Gov. Jerry Brown, beginning the "complex undertaking" of shifting responsibility for many state programs to local agencies, started pitching the plan Tuesday to local leaders.
Brown has said he will propose a realignment of services, possibly far-reaching, as part of a proposal to resolve a state budget deficit estimated to be at least $25 billion over 18 months.
"To realign responsibilities, it involves welfare, it involves Medi-Cal, it involves parole, probation, many other things," Brown said before meeting with county leaders on his second day in office. "So, it's the kind of complex reordering that I want to be very careful about."
Brown said the state will direct funding to local agencies to pay for any program shifts.
He declined to discuss specific services or funding mechanisms that might be involved, but according to a source familiar with his budget proposal, they include:
Diverting low-level offenders to county jails, sending money to local governments to increase jail space or for rehabilitation programs.
Eliminating the Division of Juvenile Justice, instead sending money to local governments to house juvenile offenders.

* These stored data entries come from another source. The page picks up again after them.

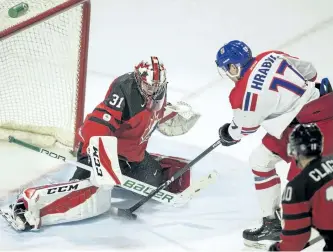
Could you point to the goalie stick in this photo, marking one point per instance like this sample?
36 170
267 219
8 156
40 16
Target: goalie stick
128 212
132 184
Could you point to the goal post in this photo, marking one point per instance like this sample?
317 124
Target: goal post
43 66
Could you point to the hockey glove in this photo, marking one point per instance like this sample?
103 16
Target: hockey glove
225 137
274 247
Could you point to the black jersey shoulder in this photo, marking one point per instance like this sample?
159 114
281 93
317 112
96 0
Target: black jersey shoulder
313 177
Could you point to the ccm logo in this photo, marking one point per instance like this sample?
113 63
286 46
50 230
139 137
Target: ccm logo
52 154
97 162
64 188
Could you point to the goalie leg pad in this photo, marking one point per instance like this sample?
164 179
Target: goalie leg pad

Eliminating hundreds of local redevelopment agencies, eventually redirecting tax revenue they receive to counties and schools.
Reducing the number of services local governments are required to provide and perhaps giving them greater latitude to raise revenue to pay for them.
Asked specifically about affording counties more authority to raise taxes, Brown said, "I think we're first of all going to give them some responsibility with some funding."